A Comparative Cradle-to-Gate Life Cycle Assessment of Mid-Rise Office Building Construction Alternatives: Laminated Timber or Reinforced Concrete

• Main Authors: Raymond J. Cole, Adam B. Robertson, Frank C. F. Lam
• Format: Article
• Language: English
• Published: MDPI AG 2012-07-01
• Series: Buildings
• Subjects: whole building life cycle assessment; cradle-to-gate; material selection; wood products; glulam; cross-laminated timber; reinforced concrete; mid-rise office building; embodied energy
• Online Access: http://www.mdpi.com/2075-5309/2/3/245

The objective of this project was to quantify and compare the environmental impacts associated with alternative designs for a typical North American mid-rise office building. Two scenarios were considered; a traditional cast-in-place, reinforced concrete frame and a laminated timber hybrid design, which utilized engineered wood products (cross-laminated timber (CLT) and glulam). The boundary of the quantitative analysis was cradle-to-construction site gate and encompassed the structural support system and the building enclosure. Floor plans, elevations, material quantities, and structural loads associated with a five-storey concrete-framed building design were obtained from issued-for-construction drawings. A functionally equivalent, laminated timber hybrid design was conceived, based on Canadian Building Code requirements. Design values for locally produced CLT panels were established from in-house material testing. Primary data collected from a pilot-scale manufacturing facility was used to develop the life cycle inventory for CLT, whereas secondary sources were referenced for other construction materials. The TRACI characterization methodology was employed to translate inventory flows into impact indicators. The results indicated that the laminated timber building design offered a lower environmental impact in 10 of 11 assessment categories.
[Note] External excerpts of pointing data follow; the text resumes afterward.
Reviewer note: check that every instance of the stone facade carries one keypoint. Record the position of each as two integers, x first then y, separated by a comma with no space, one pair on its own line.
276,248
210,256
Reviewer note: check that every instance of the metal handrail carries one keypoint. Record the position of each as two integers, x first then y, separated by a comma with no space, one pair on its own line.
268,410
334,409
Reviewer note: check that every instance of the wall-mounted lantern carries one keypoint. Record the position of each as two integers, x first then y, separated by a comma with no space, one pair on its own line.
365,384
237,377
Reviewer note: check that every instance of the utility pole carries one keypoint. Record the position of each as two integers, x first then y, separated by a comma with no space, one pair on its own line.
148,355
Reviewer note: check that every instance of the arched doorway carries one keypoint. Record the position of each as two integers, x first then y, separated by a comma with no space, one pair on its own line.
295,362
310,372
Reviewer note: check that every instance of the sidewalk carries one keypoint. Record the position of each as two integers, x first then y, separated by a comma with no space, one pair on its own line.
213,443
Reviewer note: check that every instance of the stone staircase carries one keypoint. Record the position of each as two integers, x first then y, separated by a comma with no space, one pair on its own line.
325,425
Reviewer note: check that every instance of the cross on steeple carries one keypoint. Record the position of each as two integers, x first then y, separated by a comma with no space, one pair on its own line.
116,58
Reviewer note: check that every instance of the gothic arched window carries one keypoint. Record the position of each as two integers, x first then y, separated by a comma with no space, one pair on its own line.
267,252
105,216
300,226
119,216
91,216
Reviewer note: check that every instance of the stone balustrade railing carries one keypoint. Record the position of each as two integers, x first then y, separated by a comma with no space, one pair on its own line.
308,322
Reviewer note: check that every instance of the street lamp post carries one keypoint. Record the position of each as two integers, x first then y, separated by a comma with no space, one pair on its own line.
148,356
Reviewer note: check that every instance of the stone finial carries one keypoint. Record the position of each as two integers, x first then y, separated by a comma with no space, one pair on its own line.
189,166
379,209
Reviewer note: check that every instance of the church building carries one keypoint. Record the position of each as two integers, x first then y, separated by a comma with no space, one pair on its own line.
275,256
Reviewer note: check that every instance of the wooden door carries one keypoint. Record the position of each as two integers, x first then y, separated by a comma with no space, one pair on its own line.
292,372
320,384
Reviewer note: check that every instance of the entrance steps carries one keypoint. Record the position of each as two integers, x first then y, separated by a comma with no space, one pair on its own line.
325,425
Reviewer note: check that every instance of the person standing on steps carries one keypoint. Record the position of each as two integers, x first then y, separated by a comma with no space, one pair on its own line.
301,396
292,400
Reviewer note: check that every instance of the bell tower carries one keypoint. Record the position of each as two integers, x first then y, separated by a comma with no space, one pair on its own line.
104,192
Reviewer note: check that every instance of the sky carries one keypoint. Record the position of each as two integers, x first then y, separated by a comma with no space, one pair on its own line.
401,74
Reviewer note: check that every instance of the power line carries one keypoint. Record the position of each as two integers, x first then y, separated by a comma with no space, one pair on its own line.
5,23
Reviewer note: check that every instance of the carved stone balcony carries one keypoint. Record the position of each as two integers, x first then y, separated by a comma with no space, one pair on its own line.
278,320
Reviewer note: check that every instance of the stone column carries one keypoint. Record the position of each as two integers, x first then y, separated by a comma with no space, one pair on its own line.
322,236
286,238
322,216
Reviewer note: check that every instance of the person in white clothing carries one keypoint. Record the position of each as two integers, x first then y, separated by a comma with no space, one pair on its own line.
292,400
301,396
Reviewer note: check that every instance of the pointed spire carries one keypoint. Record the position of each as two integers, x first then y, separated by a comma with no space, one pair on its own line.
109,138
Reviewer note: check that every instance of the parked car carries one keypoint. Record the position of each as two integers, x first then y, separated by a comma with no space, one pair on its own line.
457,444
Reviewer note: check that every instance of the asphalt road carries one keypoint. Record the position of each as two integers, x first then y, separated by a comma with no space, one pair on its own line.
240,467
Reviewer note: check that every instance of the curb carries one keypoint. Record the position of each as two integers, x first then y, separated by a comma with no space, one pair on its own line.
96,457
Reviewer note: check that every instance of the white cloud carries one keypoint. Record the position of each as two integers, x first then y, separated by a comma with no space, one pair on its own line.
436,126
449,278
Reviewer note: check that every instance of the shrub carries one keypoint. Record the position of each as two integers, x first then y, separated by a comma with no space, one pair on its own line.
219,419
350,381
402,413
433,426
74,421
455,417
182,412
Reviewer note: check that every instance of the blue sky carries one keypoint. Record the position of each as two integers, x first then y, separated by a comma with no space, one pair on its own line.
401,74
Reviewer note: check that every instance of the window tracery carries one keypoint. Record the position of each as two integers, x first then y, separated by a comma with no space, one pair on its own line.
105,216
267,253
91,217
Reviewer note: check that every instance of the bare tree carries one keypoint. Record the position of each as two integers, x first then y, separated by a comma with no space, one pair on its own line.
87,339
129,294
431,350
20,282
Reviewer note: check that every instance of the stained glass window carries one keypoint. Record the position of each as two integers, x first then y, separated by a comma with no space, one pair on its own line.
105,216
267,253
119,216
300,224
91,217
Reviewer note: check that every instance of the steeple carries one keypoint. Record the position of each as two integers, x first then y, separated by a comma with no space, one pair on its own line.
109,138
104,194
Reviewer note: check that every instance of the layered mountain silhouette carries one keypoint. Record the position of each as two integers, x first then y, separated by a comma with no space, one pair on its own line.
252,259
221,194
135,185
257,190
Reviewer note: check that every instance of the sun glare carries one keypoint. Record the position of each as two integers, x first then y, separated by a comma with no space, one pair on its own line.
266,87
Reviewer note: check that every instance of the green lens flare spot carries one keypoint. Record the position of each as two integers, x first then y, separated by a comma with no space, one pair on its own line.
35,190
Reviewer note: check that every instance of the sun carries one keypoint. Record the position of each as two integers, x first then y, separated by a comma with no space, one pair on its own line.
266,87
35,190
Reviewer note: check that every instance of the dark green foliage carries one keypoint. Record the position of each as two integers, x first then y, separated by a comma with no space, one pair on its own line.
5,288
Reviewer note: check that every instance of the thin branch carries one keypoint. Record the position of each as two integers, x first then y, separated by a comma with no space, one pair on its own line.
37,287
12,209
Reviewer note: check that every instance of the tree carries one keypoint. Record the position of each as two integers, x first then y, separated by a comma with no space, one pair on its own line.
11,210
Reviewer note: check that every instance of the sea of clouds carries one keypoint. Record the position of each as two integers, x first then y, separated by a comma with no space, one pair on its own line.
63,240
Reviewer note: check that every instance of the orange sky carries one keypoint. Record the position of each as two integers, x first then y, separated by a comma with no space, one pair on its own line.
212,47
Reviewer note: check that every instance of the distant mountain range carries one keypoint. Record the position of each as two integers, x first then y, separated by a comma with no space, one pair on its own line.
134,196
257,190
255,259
The cradle-to-gate process energy was found to be nearly identical in both design scenarios (3.5 GJ/m2), whereas the cumulative embodied energy (feedstock plus process) of construction materials was estimated to be 8.2 and 4.6 GJ/m2 for the timber and concrete designs, respectively; which indicated an increased availability of readily accessible potential energy stored within the building materials of the timber alternative.